Il Circo Barnum del 25 aprile merita una piccola riflessione postuma sui concetti di “libertà” e “liberazione”. Nessuna voglia di tornare sugli spot, gli slogan e le narrazioni ideologiche degli ultimi giorni, che hanno nauseato le persone normali (evidentemente non quelle interessate a perpetuare la stucchevole sceneggiata, dai politici agli intellettuali, a troppi giornalisti).

Il magnifico discorso di Onna, pronunciato dall’allora premier Silvio Berlusconi (sulla pacificazione, sul pluralismo della Resistenza), già a suo tempo scrisse la parola fine su decenni e decenni di manipolazioni, strumentalizzazioni e odiose versioni di parte.
Fino al governo Draghi e al governo giallorosso le polemiche sono state tenui. Adesso, col governo “di destra” della Meloni, era scontato aspettarsi il ritorno cruento e mediatico agli anni Settanta. Della serie, “dal Cavaliere nero” e alla “dama nera”.

Ma un’osservazione che attiene al lessico, come regalo di quest’ultimo 25 aprile, bisogna farla.
Alcuni post che hanno eccessivamente enfatizzato la parola “libertà”, accostandola alla parola “liberazione”, hanno dato fastidio a parecchi cittadini della “rete-sovrana”. Sicuramente di sinistra.
Reato di “lesa maestà resistenziale”. Il messaggio contestato è lineare: non bisogna confondere la libertà (“25 aprile festa della libertà”) con la liberazione (“25 aprile è la festa della liberazione” dal regime mussoliniano, complice del nazismo e di tutti gli eccidi, tristemente noti, guerra compresa). Tradotto: ogni post avrebbe dovuto ruotare intorno al motto “Festa della liberazione”.

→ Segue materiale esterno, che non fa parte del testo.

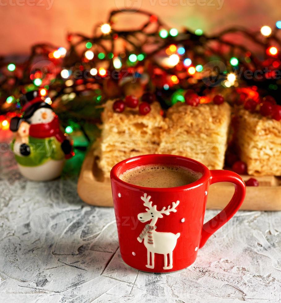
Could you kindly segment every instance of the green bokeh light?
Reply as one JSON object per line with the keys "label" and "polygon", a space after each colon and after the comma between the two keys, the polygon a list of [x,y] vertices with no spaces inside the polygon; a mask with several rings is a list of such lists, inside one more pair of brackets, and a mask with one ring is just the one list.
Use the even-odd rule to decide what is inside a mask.
{"label": "green bokeh light", "polygon": [[39,86],[42,84],[42,80],[39,78],[36,78],[34,79],[33,83],[37,86]]}
{"label": "green bokeh light", "polygon": [[238,59],[235,57],[232,57],[232,58],[231,58],[229,62],[232,66],[237,66],[239,63]]}
{"label": "green bokeh light", "polygon": [[87,47],[87,49],[90,49],[93,46],[93,45],[91,42],[87,42],[86,44],[86,47]]}
{"label": "green bokeh light", "polygon": [[70,126],[67,126],[65,128],[65,132],[67,134],[71,134],[73,131],[73,129]]}
{"label": "green bokeh light", "polygon": [[9,104],[11,103],[15,100],[14,96],[9,96],[6,99],[6,102]]}
{"label": "green bokeh light", "polygon": [[104,59],[105,58],[105,55],[103,53],[100,53],[97,55],[97,58],[101,60]]}
{"label": "green bokeh light", "polygon": [[168,32],[166,29],[161,29],[159,32],[159,36],[162,38],[167,38],[168,36]]}
{"label": "green bokeh light", "polygon": [[145,58],[145,56],[142,54],[139,54],[136,56],[139,61],[142,61]]}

La domanda da porsi è semplice (e riguarda chi ha almeno la terza media): qual è la differenza tra libertà e liberazione? Un termine completa l’altro. Gli italiani festeggiano la libertà essendosi liberati del fascismo; oppure, la Resistenza che ha liberato l’Italia dalla dittatura (non dimenticando però, gli americani e le forze alleate) è stata fatta nel nome della libertà.

Ma qui casca l’asino. Se dà tanto fastidio l’accostamento “libertà-liberazione”, è perché non tutta la Resistenza è stata per la libertà (nel senso liberale, come intendiamo noi occidentali); ma si combatteva il fascismo e il nazismo per un’altra dittatura, ritenuta l’eden dei lavoratori: il comunismo.

Infatti, e lo dicono gli storici più lucidi e appunto, più “liberi”: abbiamo avuto tante Resistenze e diversi antifascismi.
I monarchici, i liberali e i cattolici, misero al primo posto l’Italia. Subendo la violenza delle formazioni comuniste che hanno sempre avuto come obiettivo quello di egemonizzare, monopolizzare politicamente, militarmente e culturalmente la Resistenza. Stesso atteggiamento adottato ora dai loro nipotini, pretendendo di guidare la piazza “anti-Meloni”.

Qualcuno ricorda gli eccidi dei gappisti, tipo Porzus? Partigiani della Osoppo non comunisti, trucidati dai partigiani rossi? E qualcuno ricorda il famoso Triangolo rosso (pure vendette locali, uccisioni di sacerdoti, anziani inermi), per non parlare delle foibe (massacri degli italiani, svendita della nostra sovranità a Tito (altro che lotta per l’indipendenza)?
Ecco il punto. Non tutta la Resistenza fu per la libertà. Giusto e logico quindi, che qualche nostalgico degli anni di piombo non sopporti l’equazione tra libertà e liberazione.